Cryptography Explained: From Caesar Cipher to AES and TLS

Cryptography is the mathematical foundation of all digital security. Every HTTPS connection, every encrypted disk, every password stored in a database relies on cryptographic algorithms. Yet most developers and security professionals treat cryptography as a black box — they know to use AES or TLS but have only a vague understanding of how or why it works. This guide demystifies cryptography from historical ciphers to modern algorithms, with real examples of where it fails.

From Caesar to XOR: The Foundations

Julius Caesar used a substitution cipher: shift every letter by 3. A becomes D, B becomes E. This is trivially broken by frequency analysis — in English, E is the most common letter, so the most common ciphertext letter is likely E shifted by whatever the key is. Modern cryptography evolved specifically to eliminate this kind of statistical pattern.

# Caesar cipher in Python
def caesar_encrypt(text, shift):
    result = ""
    for char in text:
        if char.isalpha():
            shifted = ord(char) + shift
            if char.isupper():
                result += chr((shifted - 65) % 26 + 65)
            else:
                result += chr((shifted - 97) % 26 + 97)
        else:
            result += char
    return result

# XOR cipher: the simplest symmetric cipher
# XOR key with each byte -- basis of stream ciphers
# Critical property: A XOR B XOR B = A (reversible)
def xor_cipher(data: bytes, key: bytes) -> bytes:
    return bytes(b ^ key[i % len(key)] for i, b in enumerate(data))

# XOR weakness: if key is short and message is long, frequency analysis breaks it
# If same key is reused for two messages: msg1 XOR msg2 = cipher1 XOR cipher2

Symmetric Encryption: AES

AES (Advanced Encryption Standard) is the workhorse of modern symmetric encryption.
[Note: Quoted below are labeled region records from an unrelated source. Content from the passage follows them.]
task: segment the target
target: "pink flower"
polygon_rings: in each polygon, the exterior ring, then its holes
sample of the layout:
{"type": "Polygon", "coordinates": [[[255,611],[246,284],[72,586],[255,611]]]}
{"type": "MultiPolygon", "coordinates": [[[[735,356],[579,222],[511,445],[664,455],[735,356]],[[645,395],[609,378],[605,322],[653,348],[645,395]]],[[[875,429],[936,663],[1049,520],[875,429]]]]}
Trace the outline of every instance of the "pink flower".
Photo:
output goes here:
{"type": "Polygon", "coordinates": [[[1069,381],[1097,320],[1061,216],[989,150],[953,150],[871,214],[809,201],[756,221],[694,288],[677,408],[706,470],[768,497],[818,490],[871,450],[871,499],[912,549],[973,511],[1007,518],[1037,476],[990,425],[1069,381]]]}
The same key encrypts and decrypts. It operates on 128-bit blocks with 128, 192, or 256-bit keys. Understanding the different modes of operation is critical — the wrong mode choice in code can completely undermine AES security.

# ECB Mode (Electronic Code Book) -- NEVER USE THIS
# Problem: identical plaintext blocks produce identical ciphertext blocks
# This is why the "ECB penguin" demo works:
# An image encrypted with AES-ECB still visually reveals the outline of the penguin
# because identical pixel blocks encrypt to identical ciphertext blocks

from Crypto.Cipher import AES
# WRONG - ECB reveals patterns:
cipher = AES.new(key, AES.MODE_ECB)

# CORRECT - CBC (Cipher Block Chaining) with random IV:
import os
iv = os.urandom(16)  # ALWAYS use a random IV
cipher = AES.new(key, AES.MODE_CBC, iv)
ciphertext = cipher.encrypt(padded_plaintext)
# Store IV with ciphertext (it is not secret, just must be random and unique)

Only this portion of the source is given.